One major accomplishment in Wilson’s security career was to accept the challenge of setting up the original security department for a Federal Credit Union from the ground up.
“My eagerness for knowledge in the field of security was secondary to attitude that I wanted to ‘know all and be the best’. My strength is in knowing that anything can be done if you just ask the right people and continue to seek the information. I am a firm believer that if you ask the right people, ask enough questions, and never take no for an answer you will excel in your role as a security employee.”
#25: Richard Yamamoto, Senior Director of Corporate Security and Safety, Fannie MaeA former U.S. Army Military Police Colonel and former director for security at the U.S. Department of Commerce, Richard Yamamoto has been a positive influence for other military officers seeking to move into the highest enterprise security leadership ranks. At Fannie Mae, he leads the organization’s business resiliency, security and safety efforts.
“Early in my Federal career, I was responsible for developing the White House Drug Policy Office’s High Intensity Drug Trafficking Areas Program, which supported over 250 federal, state and local law enforcement task forces.
“We have some dedicated leaders within the security industry who are raising the level of professionalism in their organizations and are simultaneously making significant strides in moving the industry into the future. I join many others in supporting them.
“You don’t need to be the chief security officer to increase the professionalism in the industry. Anyone can, and should, do this by increasing the percentage of individuals in their organizations who hold world-class certifications. As a member of the ASIS Professional Certification Board, I have had the opportunity to assist individuals who were seeking to build outstanding organizations; in part by increasing the number of employees that hold ASIS certifications.

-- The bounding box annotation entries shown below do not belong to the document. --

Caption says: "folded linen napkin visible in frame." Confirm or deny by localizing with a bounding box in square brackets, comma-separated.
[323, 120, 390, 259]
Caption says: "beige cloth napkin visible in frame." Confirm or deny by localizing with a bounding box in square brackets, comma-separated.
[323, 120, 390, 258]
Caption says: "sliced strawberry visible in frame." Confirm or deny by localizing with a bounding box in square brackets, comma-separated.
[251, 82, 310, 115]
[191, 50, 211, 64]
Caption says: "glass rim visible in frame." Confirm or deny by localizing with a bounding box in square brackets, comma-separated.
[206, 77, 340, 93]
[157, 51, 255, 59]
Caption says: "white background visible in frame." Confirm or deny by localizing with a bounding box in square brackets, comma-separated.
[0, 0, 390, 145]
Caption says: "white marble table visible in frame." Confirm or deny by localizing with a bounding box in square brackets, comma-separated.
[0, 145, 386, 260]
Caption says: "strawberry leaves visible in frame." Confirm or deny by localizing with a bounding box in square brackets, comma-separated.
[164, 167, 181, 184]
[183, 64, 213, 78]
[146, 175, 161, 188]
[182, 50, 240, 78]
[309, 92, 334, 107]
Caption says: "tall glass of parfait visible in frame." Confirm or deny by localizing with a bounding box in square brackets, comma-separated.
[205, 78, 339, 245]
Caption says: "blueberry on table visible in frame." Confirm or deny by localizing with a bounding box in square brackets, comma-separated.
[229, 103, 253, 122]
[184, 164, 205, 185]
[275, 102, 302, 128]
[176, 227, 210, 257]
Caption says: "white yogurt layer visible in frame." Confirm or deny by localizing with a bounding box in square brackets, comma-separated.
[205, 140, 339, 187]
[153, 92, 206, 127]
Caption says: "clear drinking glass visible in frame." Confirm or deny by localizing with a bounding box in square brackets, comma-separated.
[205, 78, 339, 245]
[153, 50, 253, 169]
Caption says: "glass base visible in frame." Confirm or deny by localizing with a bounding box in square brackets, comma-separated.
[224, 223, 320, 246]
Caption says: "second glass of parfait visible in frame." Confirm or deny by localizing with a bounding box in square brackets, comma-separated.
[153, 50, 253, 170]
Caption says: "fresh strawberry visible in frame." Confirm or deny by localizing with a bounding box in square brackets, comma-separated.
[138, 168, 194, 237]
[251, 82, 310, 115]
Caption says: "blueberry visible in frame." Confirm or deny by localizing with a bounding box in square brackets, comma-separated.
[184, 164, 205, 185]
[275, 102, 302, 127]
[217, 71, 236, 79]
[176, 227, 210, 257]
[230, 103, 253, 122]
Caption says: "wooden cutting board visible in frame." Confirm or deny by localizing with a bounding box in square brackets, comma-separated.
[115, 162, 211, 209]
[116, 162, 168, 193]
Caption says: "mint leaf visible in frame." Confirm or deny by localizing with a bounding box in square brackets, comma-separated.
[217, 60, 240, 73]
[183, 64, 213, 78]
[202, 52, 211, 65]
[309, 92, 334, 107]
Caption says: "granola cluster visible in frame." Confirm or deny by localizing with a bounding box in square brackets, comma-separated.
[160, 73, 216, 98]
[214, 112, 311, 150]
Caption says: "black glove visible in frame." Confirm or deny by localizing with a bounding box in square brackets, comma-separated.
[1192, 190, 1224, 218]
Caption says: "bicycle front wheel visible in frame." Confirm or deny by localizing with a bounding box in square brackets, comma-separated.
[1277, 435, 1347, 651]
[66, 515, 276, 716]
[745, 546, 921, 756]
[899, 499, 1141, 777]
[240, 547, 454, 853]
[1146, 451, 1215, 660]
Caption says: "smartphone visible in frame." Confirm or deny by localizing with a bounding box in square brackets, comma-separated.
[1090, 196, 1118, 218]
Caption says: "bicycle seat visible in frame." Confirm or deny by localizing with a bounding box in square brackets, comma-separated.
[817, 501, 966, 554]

“Strategically, we need to institutionalize the way the industry adds value to the companies we protect. There are quite a few value-added innovations that are being captured and discussed in forums such as Security Magazine, the Security Executive Council and the CSO Roundtable. I have benefited from these innovations and have contributed to the advancement of the profession by leading cross-functional, security-related risk management areas such as enterprise incident management, business continuity and life safety. A lesson learned: The greater the contribution to enterprise risk management, the greater the value added to the business.”